Calpain9

The cells of different groups were evenly spread on cover slips in a six-well plate and cultured to confluence. The cells were washed with PBST, fixed with methanol at −20°C for 20 min, and then wash with PBST and block with 5% BSA for 1 h and then combined with α-SMA (Proteintech, United States), cytokeratin 18 (Proteintech, United States), Vimentin (Proteintech, United States) and calpain9 (Proteintech, United States) primary antibody overnight at 4°C then washed with PBST and then incubated with fluorescent secondary antibody at room temperature for 1 h. The nuclei were counterstained with diamidinophenylindole (DAPI) (Beijing Zhongshan Jinqiao, China), and the images were observed and collected with a fluorescent inverted microscope (OLYMPUS, Japan).
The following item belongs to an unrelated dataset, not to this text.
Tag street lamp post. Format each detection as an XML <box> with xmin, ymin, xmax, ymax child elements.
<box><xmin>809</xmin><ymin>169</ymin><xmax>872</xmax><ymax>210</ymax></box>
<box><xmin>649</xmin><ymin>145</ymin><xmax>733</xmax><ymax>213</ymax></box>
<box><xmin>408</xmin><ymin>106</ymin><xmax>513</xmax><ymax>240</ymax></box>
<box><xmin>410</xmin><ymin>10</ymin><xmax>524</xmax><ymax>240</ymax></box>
Protein from cell lysates or tissues lysates were separated by SDS–polyacrylamide gel electrophoresis, transferred onto polyvinylidene difluoride membranes, and incubated with primary antibodies, including: calpain-9 (1:1000; Proteintech, USA), calpain-8 (1:1000; Abcam, USA), cyclin D1 (1:500; Cell Signaling, USA), cyclin D3 (1:1000; Cell Signaling), CDK4 (1:1000; Cell Signaling), CDK6 (1:1000; Cell Signaling), p21 (1:1000; Cell Signaling), cleaved caspase-3 (1:500; Cell Signaling), cleaved caspase-8 (1:1000; Cell Signaling), cleaved caspase-9 (1:1000; Cell Signaling), and caspase-12 (1:1000; Proteintech), followed by incubation with horseradish peroxidase (HRP)-conjugated secondary antibody (1:2000; Santa). Protein expression was visualized by enhanced chemiluminescence assay.